Keratin intermediate filament proteins – novel regulators of inflammation and immunity in skin

Ryan P Hobbs 1, Juliane C Lessard 1, Pierre A Coulombe 1,2,3,*
PMCID: PMC3561851  PMID: 23377656

Inflammation is a complex biological response, protecting the host and promoting homeostasis following mechanical, chemical or microbial insults. Epithelia are strategically located at the interface between the external and internal milieu where, collectively, their ability to establish a specialized and dynamic cytoarchitecture, to express an impressive array of relevant receptors and their associated signal transduction pathways, and to signal to resident and migrant cellular effectors of inflammation and immunity allows them to actively participate in the inception and subsequent regulation of inflammatory and immune responses (Segre, 2006; Swamy et al., 2010). The pace of progress in identifying new effectors and mechanisms in epithelial-based immunity has been fast and furious in recent years (Nestle et al., 2009; Swamy et al., 2010) in part as a result of a growing effort to understand the pathophysiology of relevant diseases and to foster the development of novel therapeutic strategies. In this issue, Roth et al. present evidence that adds to the emerging role for keratin cytoskeletal proteins in the regulation of epidermal immunity and skin barrier function (see this issue of J. Cell. Sci., Roth et al. 5269-5279).
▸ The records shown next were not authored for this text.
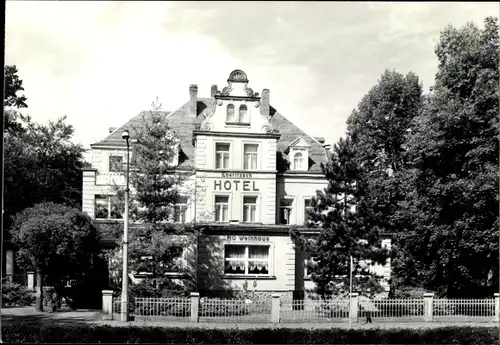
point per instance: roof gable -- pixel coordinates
(183, 125)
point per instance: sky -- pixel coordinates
(100, 63)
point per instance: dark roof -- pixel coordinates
(183, 126)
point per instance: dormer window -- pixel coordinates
(299, 155)
(298, 161)
(244, 118)
(230, 113)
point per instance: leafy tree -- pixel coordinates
(13, 85)
(155, 243)
(56, 241)
(41, 164)
(450, 242)
(378, 128)
(343, 219)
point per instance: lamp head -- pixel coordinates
(126, 134)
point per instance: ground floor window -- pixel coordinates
(247, 259)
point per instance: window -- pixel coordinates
(286, 207)
(222, 156)
(244, 118)
(248, 260)
(221, 208)
(180, 209)
(115, 163)
(307, 208)
(298, 161)
(230, 113)
(250, 154)
(106, 207)
(249, 208)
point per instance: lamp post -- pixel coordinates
(124, 309)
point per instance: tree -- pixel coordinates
(155, 244)
(56, 241)
(13, 85)
(378, 129)
(342, 217)
(450, 243)
(41, 164)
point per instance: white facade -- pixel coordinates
(254, 174)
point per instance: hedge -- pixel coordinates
(89, 333)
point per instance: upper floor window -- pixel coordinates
(249, 208)
(221, 208)
(115, 163)
(243, 115)
(286, 208)
(180, 209)
(230, 116)
(307, 208)
(250, 155)
(299, 154)
(222, 155)
(105, 207)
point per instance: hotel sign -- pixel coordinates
(247, 238)
(237, 185)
Keratins belong to the large family of intermediate filament (IF)-forming proteins. Two distinct subtypes of keratin, the acidic type I (n = 28) and basic type II (n = 26) keratins (Schweizer et al., 2006), assemble in a pairwise and obligatory fashion to form 10-nm-wide filaments. Keratin filaments are typically organized into intricate networks integrated at sites of cell–cell and cell–matrix adhesion, as well as at the surface of the nucleus in epithelial cells (Coulombe and Lee, 2012). The differentiation-related and context-dependent regulation of keratin genes and proteins in epithelia is an evolutionarily conserved, defining property of these unique cytoskeletal elements. Genetic and biochemical evidence supports two main roles for keratins and other IF proteins: first, a general and context-independent role of providing mechanical support, the abrogation of which leads to fragile cells and accounts for a broad range of diseases and, second, the regulation of basic metabolic processes (e.g. cell survival, growth and death) in a context-specific manner that reflects interactions between IF proteins and key effectors of signaling pathways (Coulombe and Lee, 2012; Omary et al., 2004). The perturbation of such non-mechanical functions is likely to have a significant role in the modification of pathogenic traits in several types of human disease.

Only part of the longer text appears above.